Honestly I think this is the most important pattern in my line of work. It has become so common for me. That when I see c# code not using it. It almost looks like another language.
Testing becomes so easy because everything is easy to mock out. Be it in a unit test using some mock framework. Or a real 'integration-test' where you write a small in memory queue mock by hand to easy your tests.
Object lifetime is easy to change and manage. Just how you register the dependency. As scoped (to http request for example) as transient (every time you ask) or singleton?
Want to do something before/after with some hook? Just Decorate the dependency and register it to the container.
Nothing feels tangled. Just inject the service. Call the method. Do the thing. No need to worry about cleanup or how to create the dependency. It's already setup.
>That when I see c# code not using it. It almost looks like another language.
On the other hand
While I see the value of DI containers in web apps (ASP.NET)
Then I don't really see the value of it in console apps (tools) (yea, asp app is console too, ik.)
You may ask what's the difference and in my opinion the difference is: input/output flow model
In web app you run your app with some args/envs, and then you're receiving request and return them results.
In console app your run your app with some args/envs and then you're doing stuff until you complete (ofc unless you're listening/waiting for things... like in web app)

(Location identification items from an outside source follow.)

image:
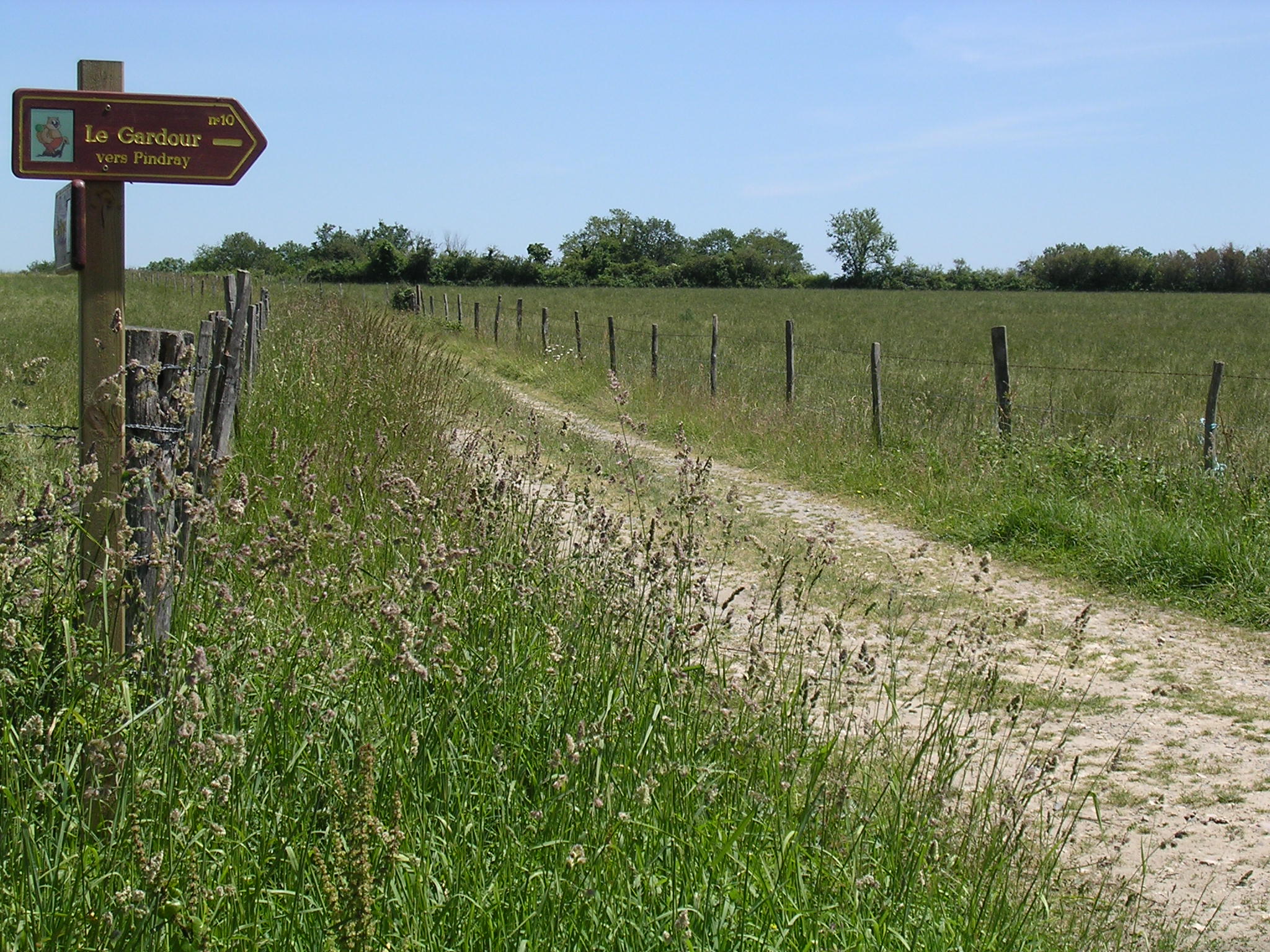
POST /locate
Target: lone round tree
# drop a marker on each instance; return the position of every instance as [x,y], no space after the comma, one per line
[860,243]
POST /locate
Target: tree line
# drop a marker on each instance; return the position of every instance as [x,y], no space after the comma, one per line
[624,250]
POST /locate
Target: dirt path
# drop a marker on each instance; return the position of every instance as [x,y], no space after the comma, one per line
[1171,712]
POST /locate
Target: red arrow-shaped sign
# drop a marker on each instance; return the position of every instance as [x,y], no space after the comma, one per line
[131,138]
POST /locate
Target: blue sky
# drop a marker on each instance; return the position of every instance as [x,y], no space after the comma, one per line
[978,131]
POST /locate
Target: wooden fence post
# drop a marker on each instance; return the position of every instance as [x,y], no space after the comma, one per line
[876,364]
[1214,386]
[102,319]
[714,355]
[1001,369]
[231,381]
[158,410]
[789,361]
[613,347]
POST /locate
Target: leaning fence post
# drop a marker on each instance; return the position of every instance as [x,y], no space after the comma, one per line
[789,361]
[1001,369]
[714,355]
[1209,421]
[613,347]
[876,364]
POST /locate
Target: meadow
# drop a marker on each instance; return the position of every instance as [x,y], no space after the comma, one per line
[409,702]
[1101,479]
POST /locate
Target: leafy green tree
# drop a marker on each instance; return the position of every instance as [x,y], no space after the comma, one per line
[717,242]
[236,250]
[298,258]
[334,244]
[386,262]
[397,235]
[418,263]
[859,242]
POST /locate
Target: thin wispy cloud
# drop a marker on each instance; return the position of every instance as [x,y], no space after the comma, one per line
[802,187]
[813,173]
[995,38]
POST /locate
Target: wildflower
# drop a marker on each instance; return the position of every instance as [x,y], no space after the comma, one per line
[198,667]
[681,923]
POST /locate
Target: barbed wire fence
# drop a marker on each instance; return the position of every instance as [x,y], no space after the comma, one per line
[925,395]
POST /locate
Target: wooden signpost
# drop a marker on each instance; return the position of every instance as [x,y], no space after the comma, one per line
[102,138]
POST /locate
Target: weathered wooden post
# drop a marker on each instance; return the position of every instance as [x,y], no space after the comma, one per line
[159,442]
[64,135]
[238,296]
[789,361]
[1001,371]
[714,355]
[613,347]
[876,367]
[102,359]
[1214,387]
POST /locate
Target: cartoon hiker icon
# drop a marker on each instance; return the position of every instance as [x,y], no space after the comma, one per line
[48,134]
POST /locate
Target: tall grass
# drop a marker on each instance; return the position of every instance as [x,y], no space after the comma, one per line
[1101,480]
[412,702]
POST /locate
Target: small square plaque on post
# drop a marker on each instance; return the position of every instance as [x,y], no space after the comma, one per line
[69,252]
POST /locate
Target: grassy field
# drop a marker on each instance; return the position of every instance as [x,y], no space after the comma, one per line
[409,705]
[1103,478]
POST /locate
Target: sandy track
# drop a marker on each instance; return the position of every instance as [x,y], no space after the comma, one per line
[1176,714]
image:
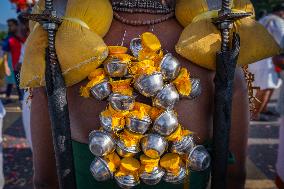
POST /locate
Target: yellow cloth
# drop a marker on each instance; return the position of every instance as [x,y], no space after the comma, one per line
[80,49]
[201,40]
[187,10]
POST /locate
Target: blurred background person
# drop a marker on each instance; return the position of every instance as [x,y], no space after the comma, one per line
[279,61]
[266,76]
[24,30]
[12,46]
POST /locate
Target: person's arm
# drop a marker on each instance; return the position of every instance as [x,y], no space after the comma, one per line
[45,176]
[6,65]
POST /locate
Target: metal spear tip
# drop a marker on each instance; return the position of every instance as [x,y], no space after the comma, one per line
[230,17]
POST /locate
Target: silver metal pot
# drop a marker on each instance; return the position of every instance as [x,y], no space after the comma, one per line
[170,67]
[138,126]
[154,177]
[100,170]
[167,97]
[101,143]
[114,67]
[101,91]
[199,159]
[184,146]
[124,151]
[154,142]
[106,123]
[135,46]
[121,102]
[166,123]
[175,179]
[127,181]
[149,85]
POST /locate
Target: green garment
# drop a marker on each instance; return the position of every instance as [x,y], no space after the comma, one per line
[83,159]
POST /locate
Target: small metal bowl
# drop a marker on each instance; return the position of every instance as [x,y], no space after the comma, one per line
[166,123]
[127,181]
[101,91]
[138,126]
[101,143]
[199,159]
[114,67]
[167,97]
[175,179]
[149,85]
[154,142]
[154,177]
[124,151]
[106,123]
[100,170]
[121,102]
[135,46]
[196,89]
[184,146]
[170,67]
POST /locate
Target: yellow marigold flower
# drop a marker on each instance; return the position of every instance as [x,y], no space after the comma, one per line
[122,87]
[117,50]
[183,83]
[150,41]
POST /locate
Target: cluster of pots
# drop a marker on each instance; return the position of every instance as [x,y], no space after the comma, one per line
[154,133]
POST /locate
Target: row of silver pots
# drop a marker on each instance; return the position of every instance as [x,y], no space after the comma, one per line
[101,172]
[148,85]
[165,124]
[166,95]
[102,143]
[169,67]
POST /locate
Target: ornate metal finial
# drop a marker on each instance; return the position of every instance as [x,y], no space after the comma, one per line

In this 2nd model DI containers seem to not give me anything useful. You even were writing about this here:
>"Just how you register the dependency. As scoped (to http request for example) as transient (every time you ask) or singleton?"
It fits asp request/response model very well, but for other things? I dont feel it
The value was always the implicit object graph. I don't see what IO has to do with it. DI lets you label nodes and the container toposorts and makes edges for you.
ASP web framework creates instances of Controllers (handlers) on request basis, that's when they need to resolve dependencies in order to create them, so it fits it very well.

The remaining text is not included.